May 8, 2018 / 3:16 PM / 4 months ago

Intesa Sanpaolo sticks to higher profit pledge after best first quarter since 2008

MILAN (Reuters) - Italy’s top retail bank Intesa Sanpaolo (ISP.MI) stuck to its pledge for better full-year results after posting its best first-quarter profit since 2008 and beating forecasts.

FILE PHOTO: The Intesa Sanpaolo logo is seen in Milan, Italy, in this January 18, 2016. REUTERS/Stefano Rellandini/File Photo

Profits in the first three months of the year rose 39 percent to 1.252 billion euros (1.1 billion pounds), lifted by fees and net interest income. That was well above a consensus forecast from four analysts of 872 million euros.

“We are well on track to deliver higher 2018 net income and so a very generous cash dividend,” CEO Carlo Messina said in a conference call.

The bank confirmed it would be paying 85 percent of profit in dividends this year and said its net income would be higher than last year’s 3.8 billion euros.

In recent years Intesa has switched from traditional lending activity to a business increasingly based on fees earned through asset management and insurance.

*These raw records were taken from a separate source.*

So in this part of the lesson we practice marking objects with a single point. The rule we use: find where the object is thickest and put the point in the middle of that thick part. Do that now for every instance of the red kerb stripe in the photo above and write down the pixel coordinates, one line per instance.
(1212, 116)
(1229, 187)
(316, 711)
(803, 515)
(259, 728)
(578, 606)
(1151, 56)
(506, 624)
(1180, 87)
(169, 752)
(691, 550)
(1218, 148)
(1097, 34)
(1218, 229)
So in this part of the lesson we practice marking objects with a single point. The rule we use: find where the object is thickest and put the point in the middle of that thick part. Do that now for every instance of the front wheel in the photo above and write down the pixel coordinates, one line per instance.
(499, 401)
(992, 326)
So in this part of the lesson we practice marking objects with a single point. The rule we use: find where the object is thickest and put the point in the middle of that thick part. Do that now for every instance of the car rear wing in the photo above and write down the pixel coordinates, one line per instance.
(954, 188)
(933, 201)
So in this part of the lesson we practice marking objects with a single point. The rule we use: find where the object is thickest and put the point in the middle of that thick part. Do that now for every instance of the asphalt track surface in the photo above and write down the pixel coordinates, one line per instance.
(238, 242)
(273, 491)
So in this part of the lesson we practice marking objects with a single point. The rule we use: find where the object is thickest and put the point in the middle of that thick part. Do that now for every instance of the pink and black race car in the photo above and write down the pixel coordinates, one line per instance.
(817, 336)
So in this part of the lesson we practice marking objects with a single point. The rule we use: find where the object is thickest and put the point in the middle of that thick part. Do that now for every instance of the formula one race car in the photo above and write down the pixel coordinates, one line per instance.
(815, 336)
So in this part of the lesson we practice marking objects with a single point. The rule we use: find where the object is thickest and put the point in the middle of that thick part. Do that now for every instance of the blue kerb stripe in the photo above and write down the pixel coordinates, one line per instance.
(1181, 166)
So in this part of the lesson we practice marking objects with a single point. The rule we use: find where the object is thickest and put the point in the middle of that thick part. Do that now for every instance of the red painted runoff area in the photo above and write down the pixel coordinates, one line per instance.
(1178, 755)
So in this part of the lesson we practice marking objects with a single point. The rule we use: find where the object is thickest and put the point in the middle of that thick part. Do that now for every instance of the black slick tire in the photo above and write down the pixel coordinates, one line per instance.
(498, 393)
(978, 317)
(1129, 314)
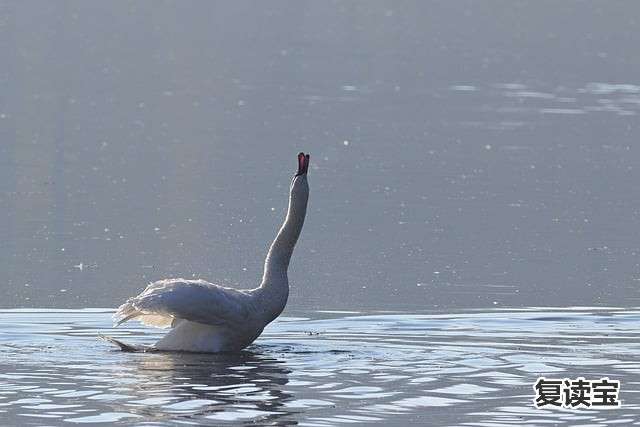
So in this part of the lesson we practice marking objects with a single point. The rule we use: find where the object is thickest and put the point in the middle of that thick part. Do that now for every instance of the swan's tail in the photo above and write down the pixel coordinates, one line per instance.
(130, 348)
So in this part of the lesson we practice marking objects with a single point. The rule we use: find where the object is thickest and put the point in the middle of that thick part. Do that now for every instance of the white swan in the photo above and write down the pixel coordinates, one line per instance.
(210, 318)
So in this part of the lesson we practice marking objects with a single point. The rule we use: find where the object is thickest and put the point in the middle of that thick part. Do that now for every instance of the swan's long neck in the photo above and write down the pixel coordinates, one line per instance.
(275, 284)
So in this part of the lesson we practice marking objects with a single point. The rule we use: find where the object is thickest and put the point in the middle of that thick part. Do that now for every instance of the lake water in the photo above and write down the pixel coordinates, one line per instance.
(470, 160)
(473, 368)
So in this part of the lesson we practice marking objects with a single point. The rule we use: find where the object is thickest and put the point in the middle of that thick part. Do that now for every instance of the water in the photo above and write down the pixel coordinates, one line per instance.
(473, 368)
(463, 154)
(468, 159)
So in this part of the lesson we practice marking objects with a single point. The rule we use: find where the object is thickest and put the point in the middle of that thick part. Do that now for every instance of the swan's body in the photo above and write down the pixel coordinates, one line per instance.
(204, 317)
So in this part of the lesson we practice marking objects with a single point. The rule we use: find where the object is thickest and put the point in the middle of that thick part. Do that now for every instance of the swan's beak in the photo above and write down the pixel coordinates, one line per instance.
(303, 164)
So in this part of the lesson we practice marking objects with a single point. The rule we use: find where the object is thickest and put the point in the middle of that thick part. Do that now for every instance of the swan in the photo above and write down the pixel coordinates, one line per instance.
(210, 318)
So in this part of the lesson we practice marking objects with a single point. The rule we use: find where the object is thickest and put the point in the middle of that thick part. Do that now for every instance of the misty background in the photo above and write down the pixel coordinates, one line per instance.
(464, 154)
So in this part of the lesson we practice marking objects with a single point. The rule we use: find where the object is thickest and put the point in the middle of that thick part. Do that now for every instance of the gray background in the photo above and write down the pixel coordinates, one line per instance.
(465, 154)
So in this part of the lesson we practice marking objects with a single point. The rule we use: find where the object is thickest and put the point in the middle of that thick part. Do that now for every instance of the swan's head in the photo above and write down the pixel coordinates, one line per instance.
(299, 182)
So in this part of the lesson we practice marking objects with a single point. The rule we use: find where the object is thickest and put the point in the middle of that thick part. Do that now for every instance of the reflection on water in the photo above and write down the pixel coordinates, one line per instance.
(326, 370)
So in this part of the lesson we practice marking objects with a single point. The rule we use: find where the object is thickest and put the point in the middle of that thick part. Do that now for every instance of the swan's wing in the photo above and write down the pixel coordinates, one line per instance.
(162, 302)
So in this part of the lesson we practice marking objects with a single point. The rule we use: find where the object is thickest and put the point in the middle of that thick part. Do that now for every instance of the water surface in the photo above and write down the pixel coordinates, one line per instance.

Messina said he expected a very positive trend in asset management this year.

“This is a business of scale and we want to be a leader. We are still looking for a possible partner,” Messina said.

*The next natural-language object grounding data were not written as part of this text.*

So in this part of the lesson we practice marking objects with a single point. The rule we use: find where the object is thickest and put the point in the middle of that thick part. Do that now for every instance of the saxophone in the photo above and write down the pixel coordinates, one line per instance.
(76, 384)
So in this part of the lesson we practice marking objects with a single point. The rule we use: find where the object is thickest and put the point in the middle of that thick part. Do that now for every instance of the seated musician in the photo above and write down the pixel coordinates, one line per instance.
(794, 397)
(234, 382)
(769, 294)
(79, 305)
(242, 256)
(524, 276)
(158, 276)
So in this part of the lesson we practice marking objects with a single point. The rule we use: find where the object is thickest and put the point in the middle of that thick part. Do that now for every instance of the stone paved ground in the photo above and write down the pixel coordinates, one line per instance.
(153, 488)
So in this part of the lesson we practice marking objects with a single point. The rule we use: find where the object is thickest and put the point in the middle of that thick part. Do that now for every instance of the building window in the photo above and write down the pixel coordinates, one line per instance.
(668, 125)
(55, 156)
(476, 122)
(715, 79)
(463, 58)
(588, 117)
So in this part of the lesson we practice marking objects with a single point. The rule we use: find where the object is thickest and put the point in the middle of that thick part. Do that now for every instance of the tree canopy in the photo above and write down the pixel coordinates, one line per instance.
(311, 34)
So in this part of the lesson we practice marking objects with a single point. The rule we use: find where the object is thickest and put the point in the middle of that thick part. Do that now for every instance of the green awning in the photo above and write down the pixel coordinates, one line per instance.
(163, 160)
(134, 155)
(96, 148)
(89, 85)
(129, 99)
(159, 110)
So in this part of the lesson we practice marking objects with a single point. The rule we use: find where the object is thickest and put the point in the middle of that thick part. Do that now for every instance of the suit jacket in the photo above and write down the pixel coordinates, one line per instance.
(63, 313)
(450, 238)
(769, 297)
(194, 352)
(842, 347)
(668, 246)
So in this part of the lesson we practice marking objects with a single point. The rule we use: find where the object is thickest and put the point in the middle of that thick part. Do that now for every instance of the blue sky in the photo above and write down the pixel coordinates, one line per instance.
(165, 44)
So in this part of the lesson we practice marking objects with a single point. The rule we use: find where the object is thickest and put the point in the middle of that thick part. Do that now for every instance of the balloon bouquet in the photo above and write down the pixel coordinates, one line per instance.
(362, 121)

In February the lender said it was seeking a partnership with a global player in asset management this year, with the aim of keeping majority ownership of the business.

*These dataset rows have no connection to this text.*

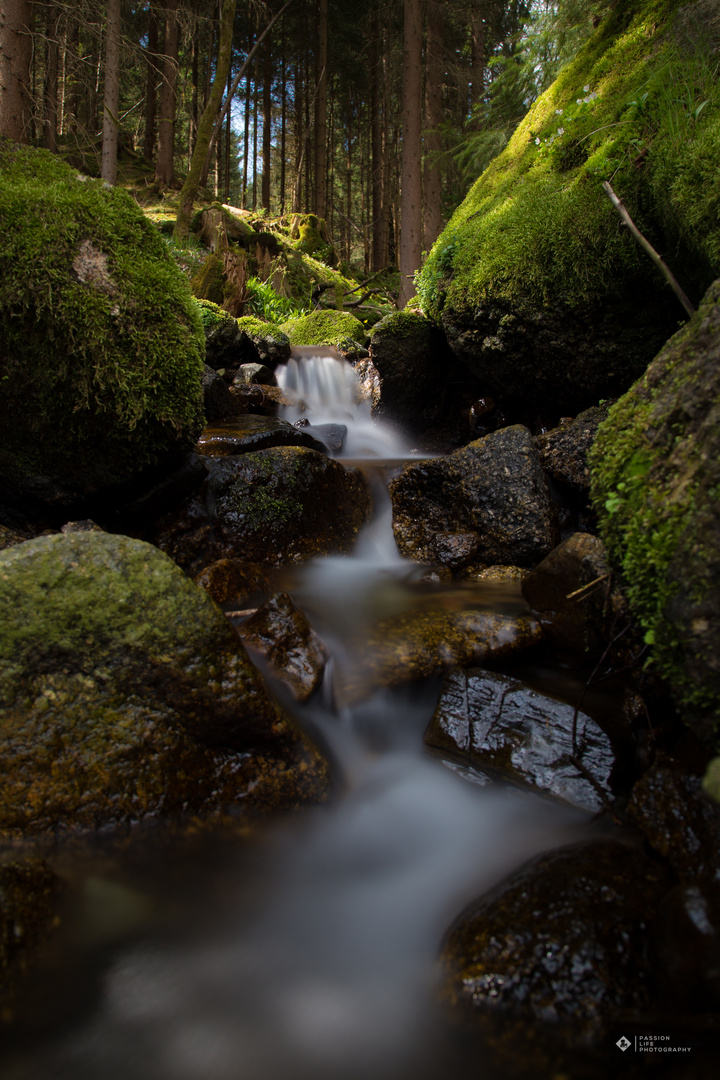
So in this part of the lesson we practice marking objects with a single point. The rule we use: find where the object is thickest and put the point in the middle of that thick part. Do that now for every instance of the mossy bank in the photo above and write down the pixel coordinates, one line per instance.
(540, 289)
(100, 341)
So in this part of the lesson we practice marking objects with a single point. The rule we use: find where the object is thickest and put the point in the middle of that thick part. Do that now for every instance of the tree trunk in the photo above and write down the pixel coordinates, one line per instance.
(321, 113)
(51, 80)
(151, 94)
(167, 99)
(267, 119)
(111, 99)
(432, 181)
(15, 59)
(206, 123)
(378, 165)
(411, 161)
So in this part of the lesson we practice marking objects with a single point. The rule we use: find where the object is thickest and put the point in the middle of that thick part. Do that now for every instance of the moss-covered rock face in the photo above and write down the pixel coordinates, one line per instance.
(655, 469)
(100, 343)
(540, 291)
(324, 327)
(125, 693)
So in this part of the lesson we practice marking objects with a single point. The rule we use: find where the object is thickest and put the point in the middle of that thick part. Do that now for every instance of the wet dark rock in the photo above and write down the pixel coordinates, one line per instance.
(283, 504)
(333, 435)
(255, 374)
(456, 550)
(29, 900)
(408, 353)
(125, 693)
(575, 595)
(287, 504)
(218, 401)
(494, 488)
(258, 399)
(243, 434)
(9, 537)
(231, 581)
(293, 651)
(421, 644)
(564, 451)
(561, 949)
(679, 820)
(499, 725)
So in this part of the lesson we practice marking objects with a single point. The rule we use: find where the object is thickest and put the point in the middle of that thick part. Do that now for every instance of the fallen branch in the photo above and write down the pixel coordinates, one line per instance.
(647, 246)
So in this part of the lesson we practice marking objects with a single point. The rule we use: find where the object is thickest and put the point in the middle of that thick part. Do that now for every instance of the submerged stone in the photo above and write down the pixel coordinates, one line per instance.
(562, 947)
(124, 693)
(497, 724)
(243, 434)
(282, 635)
(419, 645)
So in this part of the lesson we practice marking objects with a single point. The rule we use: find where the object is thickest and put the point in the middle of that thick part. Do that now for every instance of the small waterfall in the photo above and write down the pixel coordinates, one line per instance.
(323, 963)
(326, 390)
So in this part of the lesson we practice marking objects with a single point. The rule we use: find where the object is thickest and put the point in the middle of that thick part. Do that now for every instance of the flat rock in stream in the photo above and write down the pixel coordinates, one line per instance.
(282, 635)
(487, 502)
(243, 434)
(418, 645)
(125, 694)
(497, 724)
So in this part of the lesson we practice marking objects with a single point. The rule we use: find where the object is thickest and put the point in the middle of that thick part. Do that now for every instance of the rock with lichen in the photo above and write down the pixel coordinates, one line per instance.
(125, 694)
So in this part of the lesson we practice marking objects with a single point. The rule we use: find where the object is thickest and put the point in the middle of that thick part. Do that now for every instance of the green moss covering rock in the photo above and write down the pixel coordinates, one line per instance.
(100, 342)
(324, 327)
(124, 693)
(655, 484)
(540, 289)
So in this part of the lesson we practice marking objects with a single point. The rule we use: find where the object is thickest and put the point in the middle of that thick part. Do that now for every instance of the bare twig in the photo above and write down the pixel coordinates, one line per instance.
(647, 246)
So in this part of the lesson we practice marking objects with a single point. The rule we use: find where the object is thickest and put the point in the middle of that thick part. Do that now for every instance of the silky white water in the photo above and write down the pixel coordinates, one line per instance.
(325, 966)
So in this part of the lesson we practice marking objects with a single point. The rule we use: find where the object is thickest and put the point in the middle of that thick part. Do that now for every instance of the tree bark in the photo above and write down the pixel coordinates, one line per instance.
(150, 94)
(206, 123)
(15, 59)
(167, 99)
(111, 99)
(432, 180)
(411, 160)
(321, 113)
(267, 119)
(50, 120)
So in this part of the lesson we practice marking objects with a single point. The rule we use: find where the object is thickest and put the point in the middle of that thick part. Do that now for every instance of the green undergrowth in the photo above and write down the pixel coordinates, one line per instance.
(639, 107)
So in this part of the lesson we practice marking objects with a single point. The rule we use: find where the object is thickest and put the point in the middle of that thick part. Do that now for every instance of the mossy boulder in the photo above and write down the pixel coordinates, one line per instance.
(655, 484)
(541, 292)
(324, 327)
(124, 693)
(410, 356)
(100, 342)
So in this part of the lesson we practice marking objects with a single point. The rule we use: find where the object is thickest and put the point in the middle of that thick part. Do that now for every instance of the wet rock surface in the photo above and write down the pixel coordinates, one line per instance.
(124, 693)
(561, 949)
(419, 645)
(231, 581)
(492, 489)
(282, 635)
(497, 724)
(574, 593)
(564, 451)
(242, 434)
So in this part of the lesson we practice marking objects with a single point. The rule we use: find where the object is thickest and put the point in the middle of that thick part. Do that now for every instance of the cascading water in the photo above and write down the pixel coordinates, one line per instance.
(322, 966)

Messina, who has been in charge of Intesa since 2013, also struck a positive note on asset quality.

Intesa, Europe’s third-strongest bank in terms of capital ratios with a CET1 of 13.4 percent, said bad loan flows in the first quarter were the bank’s lowest ever in a first quarter.

“This year we expect a significant reduction in (bad loan) provisioning and an increase in recoveries,” Messina said.

In April Intesa approved a plan by Swedish debt collector Intrum Justitia INTR.ST to buy 51 percent of a company made up of its debt recovery business and Intrum’s Italy operations.

Asked if the venture with Intrum could target buying the bad debt of other Italian banks, Messina said the aim was to be the leading servicing unit in Italy and not to buy sour loans.

While many Italian banks trade at a discount on fears they may have to raise capital to shed bad debts, Intesa enjoys healthier multiples thanks to its capital strength.

In the first quarter gross non-performing loans at the bank amounted to 11.7 percent of overall loans, or 9.5 percent including the bad loan disposal agreement signed with Intrum.

“A solid set of numbers (and we) expect a mildly positive reaction,” said broker Jefferies.

At 1443 GMT Intesa shares were down 0.9 percent compared with a 2.3 percent fall in the Italian banking index .FTIT8300.